Mon 21st March 2016
Cavalier Song are a curious proposition. Here at ninehertz, we're all about the chameleons, the shape-shifters and the wildly esoteric and uncanny, but here's something truly freeform and mind-bending.
Recorded in 2014, this sees a release on the equally wide-eyed God Unknown Records, who have put out some intriguing releases in the past few years including a string of splits as part of two singles clubs, showcasing known quantities like Bardo Pond, White Hills and Hey Colossus, together with bands they want to champion more, Kogumaza, Eternal Tapestry and Sex Swing included.

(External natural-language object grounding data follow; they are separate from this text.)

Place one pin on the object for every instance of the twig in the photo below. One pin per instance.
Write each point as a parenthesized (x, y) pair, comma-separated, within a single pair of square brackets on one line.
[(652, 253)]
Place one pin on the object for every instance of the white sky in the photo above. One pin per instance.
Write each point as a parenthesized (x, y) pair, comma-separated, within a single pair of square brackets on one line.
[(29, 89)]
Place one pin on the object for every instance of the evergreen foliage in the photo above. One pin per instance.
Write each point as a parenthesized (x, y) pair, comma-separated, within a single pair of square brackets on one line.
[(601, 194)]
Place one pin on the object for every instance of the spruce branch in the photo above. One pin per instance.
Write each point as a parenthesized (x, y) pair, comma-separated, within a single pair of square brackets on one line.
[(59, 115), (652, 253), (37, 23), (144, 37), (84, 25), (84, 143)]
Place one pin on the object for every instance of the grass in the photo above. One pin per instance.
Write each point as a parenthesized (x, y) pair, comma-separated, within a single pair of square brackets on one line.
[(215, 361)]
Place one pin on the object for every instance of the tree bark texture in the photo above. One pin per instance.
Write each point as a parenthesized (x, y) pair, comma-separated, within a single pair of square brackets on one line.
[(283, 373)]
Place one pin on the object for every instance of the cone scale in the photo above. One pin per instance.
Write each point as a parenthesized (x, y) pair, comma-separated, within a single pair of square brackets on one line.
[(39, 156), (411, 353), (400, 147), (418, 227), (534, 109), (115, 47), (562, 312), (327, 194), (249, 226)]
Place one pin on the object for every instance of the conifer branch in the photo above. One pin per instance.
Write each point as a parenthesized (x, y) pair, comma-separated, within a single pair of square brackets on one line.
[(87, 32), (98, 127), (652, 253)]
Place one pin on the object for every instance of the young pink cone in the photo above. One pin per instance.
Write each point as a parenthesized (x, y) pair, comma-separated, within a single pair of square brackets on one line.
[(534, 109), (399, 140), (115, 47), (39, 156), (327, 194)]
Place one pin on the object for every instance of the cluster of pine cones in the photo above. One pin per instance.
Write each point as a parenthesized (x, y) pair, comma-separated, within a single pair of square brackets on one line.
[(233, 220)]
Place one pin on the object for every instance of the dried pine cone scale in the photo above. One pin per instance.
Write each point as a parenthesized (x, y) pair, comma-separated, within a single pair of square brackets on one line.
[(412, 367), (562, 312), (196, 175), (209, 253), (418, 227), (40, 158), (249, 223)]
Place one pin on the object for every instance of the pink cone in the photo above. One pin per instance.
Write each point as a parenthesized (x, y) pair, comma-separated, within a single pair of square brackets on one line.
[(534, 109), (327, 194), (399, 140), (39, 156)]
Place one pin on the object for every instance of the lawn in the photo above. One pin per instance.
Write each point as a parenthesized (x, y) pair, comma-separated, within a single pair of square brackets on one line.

That's why this release should matter, with a pedigree that full of creativity and promise, it's hard not to get excited. Fear not, the review isn't about to take a fated nosedive, Blezard is a triumph. Taking cues from two ends of the spectrum, it wavers gloriously between Earth-style wilderness years and a slobbering krautrock mathematical approach. It manages to strangely harness the care-free abandon of experimental and daring jazz and noise, but brings it together with a rigidity of form that even the most po-faced prog fan could get behind.
Witness the symbiotic relationship at work, particularly on the noodlefest that is Easy Spider which is King Crimson seemingly on a messy bender with Sunburned Hand of the Man.
The whole record feels like a sea that rages one moment and is perfectly serene another. Witness the oceanic calm that presides in both opener Anode and at the start of closing track Trees. The latter pours itself across ten minutes of undulating percussion rolls and delicate pickings, becoming a lesson in dynamics as it throws itself to and fro.
There's moments of pure auditory bliss on here, challenging preconceptions in a way that's somehow familiar, yet totally alien. It certainly lives up to its label's implied promises, just brilliant.